Scorsese firmou seu nome como um dos realizadores mais influentes e cultuados da história, não apenas em Hollywood, mas também no cenário mundial. Um legítimo artesão do cinema que impacta mais uma vez pela importância da obra, e que demonstra ainda ter muito para dar. Pelas suas lentes retrata a verdadeira faceta ambiciosa e preconceituosa com que Hale sente e nutre pelos nativos, além de sua busca incessante por dinheiro e o envolvimento direto com uma engrenagem obscura. Usa o sobrinho que retornou da Primeira Guerra Mundial, como um típico fantoche de seus planos diabólicos para se apropriar da riqueza das terras indígenas como uma grande riqueza em Fairfax, na região norte-americana de Oklahoma. Para melhorar ainda mais seu patrimônio, como símbolo poderoso de um patriarcado, convence o rapaz a se casar com Mollie Kile, uma grata surpresa positiva pela irrepreensível interpretação da atriz descendente indígena Lily Gladstone, no papel mais importante de sua carreira. Rouba as cenas com sua presença marcante e seu poder de falar através do olhar penetrante de uma eloquência poucas vezes vistas numa narrativa, tem uma delicadeza agradável peculiar.
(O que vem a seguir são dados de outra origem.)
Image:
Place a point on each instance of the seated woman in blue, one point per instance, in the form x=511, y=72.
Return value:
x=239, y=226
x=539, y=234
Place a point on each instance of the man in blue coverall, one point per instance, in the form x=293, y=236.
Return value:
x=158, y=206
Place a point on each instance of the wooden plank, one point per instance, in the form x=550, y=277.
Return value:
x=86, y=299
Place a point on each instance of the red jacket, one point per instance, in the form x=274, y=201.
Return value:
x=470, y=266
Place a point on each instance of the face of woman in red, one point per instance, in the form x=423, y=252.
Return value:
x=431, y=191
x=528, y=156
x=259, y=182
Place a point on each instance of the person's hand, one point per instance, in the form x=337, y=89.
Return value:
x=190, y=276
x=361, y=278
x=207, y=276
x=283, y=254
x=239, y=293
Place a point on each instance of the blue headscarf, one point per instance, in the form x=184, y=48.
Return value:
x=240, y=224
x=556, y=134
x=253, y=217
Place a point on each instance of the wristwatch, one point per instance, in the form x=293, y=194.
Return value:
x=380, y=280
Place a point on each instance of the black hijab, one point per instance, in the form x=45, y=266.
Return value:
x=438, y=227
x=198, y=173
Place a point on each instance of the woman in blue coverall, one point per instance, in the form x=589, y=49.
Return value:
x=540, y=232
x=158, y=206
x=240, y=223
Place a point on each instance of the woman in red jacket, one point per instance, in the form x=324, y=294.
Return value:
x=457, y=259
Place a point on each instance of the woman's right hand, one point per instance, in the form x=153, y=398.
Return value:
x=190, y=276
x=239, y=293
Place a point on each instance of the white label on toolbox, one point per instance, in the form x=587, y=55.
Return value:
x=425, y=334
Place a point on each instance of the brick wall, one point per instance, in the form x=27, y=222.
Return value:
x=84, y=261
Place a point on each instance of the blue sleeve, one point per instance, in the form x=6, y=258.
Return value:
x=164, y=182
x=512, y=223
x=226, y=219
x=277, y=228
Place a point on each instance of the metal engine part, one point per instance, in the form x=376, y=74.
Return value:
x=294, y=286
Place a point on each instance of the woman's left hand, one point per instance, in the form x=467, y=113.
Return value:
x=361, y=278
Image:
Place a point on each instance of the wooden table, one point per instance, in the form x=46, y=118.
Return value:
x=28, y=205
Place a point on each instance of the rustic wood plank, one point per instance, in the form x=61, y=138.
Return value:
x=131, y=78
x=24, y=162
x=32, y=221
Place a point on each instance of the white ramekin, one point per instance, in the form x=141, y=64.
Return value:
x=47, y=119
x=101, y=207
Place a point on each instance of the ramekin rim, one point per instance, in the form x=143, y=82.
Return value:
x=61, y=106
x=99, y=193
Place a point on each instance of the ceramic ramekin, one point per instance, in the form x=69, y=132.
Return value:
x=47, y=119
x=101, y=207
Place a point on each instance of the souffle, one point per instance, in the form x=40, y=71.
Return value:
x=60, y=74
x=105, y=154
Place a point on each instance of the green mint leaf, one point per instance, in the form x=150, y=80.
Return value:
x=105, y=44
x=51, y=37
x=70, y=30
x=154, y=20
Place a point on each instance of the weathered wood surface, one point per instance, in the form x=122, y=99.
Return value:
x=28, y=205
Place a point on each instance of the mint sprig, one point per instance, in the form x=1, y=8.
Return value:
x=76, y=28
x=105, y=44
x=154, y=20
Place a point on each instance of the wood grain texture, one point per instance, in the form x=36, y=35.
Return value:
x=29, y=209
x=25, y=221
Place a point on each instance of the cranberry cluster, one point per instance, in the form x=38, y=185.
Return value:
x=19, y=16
Herdeira de terras ricas em petróleo, ela e sua família logo despertam interesse e cobiça dos homens brancos aventureiros.
A trama se passa num recorte do ano de 1920, em que a tribo de Osage é forçosamente deslocada de Arkansas e Missouri para se estabelecer em Oklahoma, quando diversos assassinatos acontecem a partir de circunstâncias misteriosas. Diante de denúncias, o caso acaba desencadeando uma grande investigação envolvendo o poderoso J. Edgar Hoover, considerado o primeiro diretor do FBI, agência que tinha acabado de ser criada na época, sendo representado pelo investigador Tom White (Jesse Plemons). Os crimes são enfocados por um duro realismo, mas com requintes de crueldades numa história com componentes ardilosos campeando por todos os lados, extrapola todos os limites de princípios e regras normativas. A exposição dos fatos é abrangente e colocada com boa intensidade, buscando um humor sutil, onde a ambição é o elemento essencial como mola propulsora para manter a fleuma da canalhice e seus excessos de desumanidade, ausente de qualquer ética pelo tio espertalhão. É inegável o envolvimento complexo bem explorado dessa história de amor entre duas pessoas, mas também de traição, culpa e submissão do sobrinho.
Assassinos da Lua das Flores incrivelmente passa rápido em suas 3h26min de duração, sem ser arrastado, distante do entediado, através de uma narrativa com clímax dinâmico e inspirado, a conspiração e a tensão constante são elementos apropriados para prender o espectador desde o início até o desfecho com a aparição do cineasta ao melhor estilo do mestre Alfred Hitchcock, pelas lentes fascinantes da fotografia de Rodrigo Prieto e a cativante trilha sonora de Robbie Robertson. O épico contextualiza e coloca para reflexão as relações de poder em conluio com a maçonaria para retratar com contundência os abusos oriundos da violência, principalmente da traição famigerada, do homem branco em relação ao povo indígena. Uma abordagem que atinge um resultado singular ao mostrar a importância do cinema para desnudar, perturbar e apontar os crimes pela humanidade e o extermínio de um povo indefeso. Eis um novo olhar para aqueles faroestes estereotipados, preconceituosos e reducionistas, por serem avessos aos índios colonizados e dizimados pelos governos dos Estados Unidos. A desconstrução se faz necessária e Scorsese pontua uma crítica ao materialismo do homem branco ganancioso, nefando, e sem limites pelo descontrole abissal, assim como já o fizera em O Lobo de Wall Street.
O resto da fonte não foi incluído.